Team Development & Collaboration
- Build and lead a high-performing, cross-functional clinical development team across multiple geographies, fostering a culture of collaboration, excellence, and scientific rigor.
- Provide mentorship and leadership to clinical development teams, fostering professional development and ensuring alignment with organizational goals.
- Collaborate with external stakeholders, including our collaboration partner (e.g. J&J for CARVYKTI development), academic institutions, CROs, KOLs, and regulators, to support the clinical development agenda.
Regulatory & Compliance
- Ensure the company’s clinical programs are in compliance with regulatory requirements and industry standards (GxP, ICH, etc.).
- Work closely with Regulatory Affairs to interact with agencies (FDA, NMPA, EMA) and provide clinical leadership during interactions and meetings.
- Guide the preparation and submission of Investigational New Drug (IND) applications, clinical trial applications (CTA), and other regulatory submissions.
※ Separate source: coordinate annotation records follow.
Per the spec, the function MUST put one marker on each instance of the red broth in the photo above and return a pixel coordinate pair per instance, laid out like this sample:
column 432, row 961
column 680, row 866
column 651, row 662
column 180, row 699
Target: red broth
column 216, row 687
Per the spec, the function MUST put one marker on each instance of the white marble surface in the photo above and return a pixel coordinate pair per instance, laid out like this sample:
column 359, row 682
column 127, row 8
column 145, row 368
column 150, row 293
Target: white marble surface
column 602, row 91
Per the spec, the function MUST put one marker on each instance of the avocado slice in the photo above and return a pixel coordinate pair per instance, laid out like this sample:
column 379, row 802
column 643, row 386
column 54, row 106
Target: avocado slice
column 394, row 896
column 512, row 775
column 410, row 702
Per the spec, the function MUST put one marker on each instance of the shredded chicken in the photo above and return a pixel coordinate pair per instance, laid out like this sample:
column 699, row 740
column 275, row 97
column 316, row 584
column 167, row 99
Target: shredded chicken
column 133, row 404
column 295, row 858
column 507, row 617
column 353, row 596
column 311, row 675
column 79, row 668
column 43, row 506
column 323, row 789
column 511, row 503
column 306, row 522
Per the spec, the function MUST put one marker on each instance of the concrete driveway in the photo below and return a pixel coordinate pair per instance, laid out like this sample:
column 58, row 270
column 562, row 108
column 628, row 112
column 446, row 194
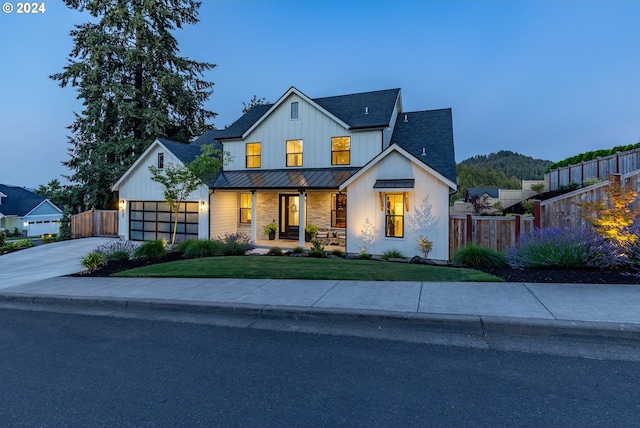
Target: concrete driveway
column 45, row 261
Clinical Trial Oversight & Data Review
- Oversee the design, conduct, and interpretation of clinical trials, ensuring high-quality data collection, monitoring, and reporting.
- Lead clinical operation team to deliver high-quality trial results on time and within budget.
- Lead the review and analysis of clinical trial data to drive decision-making and ensure optimal clinical outcomes.
- Ensure appropriate risk management strategies are in place for the clinical programs, including safety monitoring and adverse event reporting.
Scientific Leadership & Innovation
- Be a thought leader in cell and gene therapy, providing clinical insights into scientific developments, competitive landscapes, and emerging technologies.
- Work closely with Research, Preclinical Development, and Translation teams on discovery and preclinical pipeline.
- Lead clinical presentations and represent the company in scientific conferences, advisory boards, and medical meetings.
Commercial & Investor Relations
- Collaborate with the Commercial and Medical Affairs leadership teams to inform product launch strategies, market access, and post-marketing activities.
- Provide clinical input for business development efforts, including due diligence for new partnerships, acquisitions, and collaborations.
- Act as a key spokesperson for the company in interactions with investors, providing updates on clinical development progress and milestones.